El momento histórico en el cual inicia el período gubernamental 2020-2024 se encuentra acompañado por múltiples desafíos para garantizar la atención de una población vapuleada en los últimos meses por la crisis sanitaria de mayor impacto registrado en la presente generación, compuesta por un virus que presiona el cierre de actividades y una nación que necesita encender el motor de su desarrollo.

Este reto amerita un cambio en la estructura institucional del Estado, caracterizada por una débil conexión entre las entidades nacionales y el territorio que se profundiza por la concentración histórica del poder, generando diferencias importantes entre las regiones, provincias y municipios, tanto en materia de población como en calidad de vida, ingresos y acceso a servicios, tal y como señala el documento base de la propuesta END (2010).

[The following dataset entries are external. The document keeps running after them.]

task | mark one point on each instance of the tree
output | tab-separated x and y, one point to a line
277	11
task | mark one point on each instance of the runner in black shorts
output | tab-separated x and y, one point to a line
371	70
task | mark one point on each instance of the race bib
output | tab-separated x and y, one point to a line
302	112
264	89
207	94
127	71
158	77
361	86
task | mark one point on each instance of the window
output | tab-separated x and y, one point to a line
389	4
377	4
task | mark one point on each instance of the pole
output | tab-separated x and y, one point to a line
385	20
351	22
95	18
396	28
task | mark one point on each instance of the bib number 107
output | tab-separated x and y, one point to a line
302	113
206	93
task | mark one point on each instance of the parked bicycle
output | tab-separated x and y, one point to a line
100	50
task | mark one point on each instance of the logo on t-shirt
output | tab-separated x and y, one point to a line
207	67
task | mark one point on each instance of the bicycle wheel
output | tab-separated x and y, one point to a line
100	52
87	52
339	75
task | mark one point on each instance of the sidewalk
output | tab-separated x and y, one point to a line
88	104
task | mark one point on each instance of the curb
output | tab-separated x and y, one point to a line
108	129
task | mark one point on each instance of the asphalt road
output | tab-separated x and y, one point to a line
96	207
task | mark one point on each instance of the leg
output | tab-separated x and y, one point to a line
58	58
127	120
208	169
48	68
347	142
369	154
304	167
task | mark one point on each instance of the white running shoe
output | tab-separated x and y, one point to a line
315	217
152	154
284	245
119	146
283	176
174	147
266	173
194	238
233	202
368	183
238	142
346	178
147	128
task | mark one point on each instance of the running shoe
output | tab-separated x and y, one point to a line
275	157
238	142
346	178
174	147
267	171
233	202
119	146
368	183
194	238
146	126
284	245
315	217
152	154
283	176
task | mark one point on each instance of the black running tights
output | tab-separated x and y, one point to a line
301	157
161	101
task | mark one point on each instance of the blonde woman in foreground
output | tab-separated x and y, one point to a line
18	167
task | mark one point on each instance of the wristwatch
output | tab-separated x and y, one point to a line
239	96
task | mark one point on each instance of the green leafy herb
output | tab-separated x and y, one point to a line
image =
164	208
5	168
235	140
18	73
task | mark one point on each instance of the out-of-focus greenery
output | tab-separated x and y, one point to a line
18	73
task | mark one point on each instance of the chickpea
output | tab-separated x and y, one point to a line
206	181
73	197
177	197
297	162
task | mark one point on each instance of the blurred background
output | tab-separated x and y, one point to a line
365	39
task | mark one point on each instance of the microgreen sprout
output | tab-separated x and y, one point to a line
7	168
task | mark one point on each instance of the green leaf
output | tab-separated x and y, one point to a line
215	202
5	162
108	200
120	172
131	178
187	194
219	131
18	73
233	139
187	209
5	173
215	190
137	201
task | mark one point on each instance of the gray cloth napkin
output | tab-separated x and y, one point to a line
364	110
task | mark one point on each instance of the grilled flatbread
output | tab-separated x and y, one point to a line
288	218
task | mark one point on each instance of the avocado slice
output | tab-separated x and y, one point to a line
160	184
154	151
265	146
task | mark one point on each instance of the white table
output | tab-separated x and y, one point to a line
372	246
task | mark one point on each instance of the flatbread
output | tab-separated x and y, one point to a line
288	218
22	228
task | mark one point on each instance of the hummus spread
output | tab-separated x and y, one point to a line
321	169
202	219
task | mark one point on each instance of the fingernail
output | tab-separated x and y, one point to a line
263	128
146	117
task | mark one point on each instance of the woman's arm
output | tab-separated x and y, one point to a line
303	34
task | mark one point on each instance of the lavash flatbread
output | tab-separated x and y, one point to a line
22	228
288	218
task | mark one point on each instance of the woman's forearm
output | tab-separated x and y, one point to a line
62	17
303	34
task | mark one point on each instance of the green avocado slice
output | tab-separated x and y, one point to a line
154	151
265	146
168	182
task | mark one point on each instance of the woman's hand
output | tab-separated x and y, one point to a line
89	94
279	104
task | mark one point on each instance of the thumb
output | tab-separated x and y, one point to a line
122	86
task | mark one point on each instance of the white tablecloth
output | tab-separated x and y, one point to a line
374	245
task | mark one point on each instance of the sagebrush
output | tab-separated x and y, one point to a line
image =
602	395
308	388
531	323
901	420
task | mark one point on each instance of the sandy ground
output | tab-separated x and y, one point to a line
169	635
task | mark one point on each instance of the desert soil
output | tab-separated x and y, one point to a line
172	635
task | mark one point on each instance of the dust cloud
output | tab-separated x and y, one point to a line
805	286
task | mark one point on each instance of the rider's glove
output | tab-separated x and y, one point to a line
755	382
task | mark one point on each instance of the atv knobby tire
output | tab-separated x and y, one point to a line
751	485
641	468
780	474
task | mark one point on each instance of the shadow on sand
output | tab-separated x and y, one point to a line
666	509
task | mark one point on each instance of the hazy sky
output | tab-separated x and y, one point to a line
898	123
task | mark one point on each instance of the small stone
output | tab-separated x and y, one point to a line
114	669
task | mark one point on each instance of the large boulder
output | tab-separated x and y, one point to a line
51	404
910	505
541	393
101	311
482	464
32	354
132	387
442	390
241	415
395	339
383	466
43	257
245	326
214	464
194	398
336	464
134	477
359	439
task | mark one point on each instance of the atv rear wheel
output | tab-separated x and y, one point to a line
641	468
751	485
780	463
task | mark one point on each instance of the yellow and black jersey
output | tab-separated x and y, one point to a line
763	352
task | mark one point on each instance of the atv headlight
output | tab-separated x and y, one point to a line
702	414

Para fortalecer la conexión del Estado con la ciudadanía localizada en cualquier lugar del territorio nacional, mejorando la atención y respuesta institucional se necesita avanzar en el proceso de desconcentración pendiente, que permita eficientizar los mecanismos para la toma de decisiones vinculando el presupuesto nacional con las demandas priorizadas en cualquier rincón del territorio.

El cambio propuesto por la nueva administración es una oportunidad para avanzar en el cambio de institucionalidad que requiere el país, activando en la región el nivel intermedio de articulación entre el gobierno nacional y los gobiernos locales, para organizar las entidades sectoriales en el mismo número de regiones y así descontinuar la práctica histórica de establecer una regionalización distinta por cada institución del Estado.

Este nivel regional fortalece la capacidad de atención y respuesta del gobierno nacional, promoviendo sinergia para la solución de las demandas multi-factoriales. A nivel operativo permite vincular la red de gobernaciones instaladas en todas las provincias del país, para funcionar como sedes institucionales del gobierno en el territorio, reduciendo las instalaciones sectoriales no necesarias y consolidando equipos multidisciplinarios en las sedes de cada región única de planificación. De esta manera se fortalece el desarrollo endógeno de cada territorio y se priorizan las demandas incorporando la participación de la población residente en cada región.

Para estos fines se requiere aprobar la ley de ordenamiento territorial, uso de suelo y asentamientos humanos; instrumento normativo que permitirá establecer iniciativas en base al potencial de cada región, ordenando todo el gobierno por medio de un sistema que vincule las políticas territoriales, la inversión pública y el uso de suelo en beneficio de cada lugar del territorio nacional. De igual manera es necesario aprobar el marco jurídico que determine las regiones únicas de planificación previsto en la END2030 (Art. 32), esto permitirá homologar la parrilla geográfica para organizar el gobierno nacional junto a todo el Estado y activar la estructura desconcentrada para democratizar la formulación del presupuesto nacional y de esta forma ampliar el espacio institucional para la toma de decisiones más allá de la capital.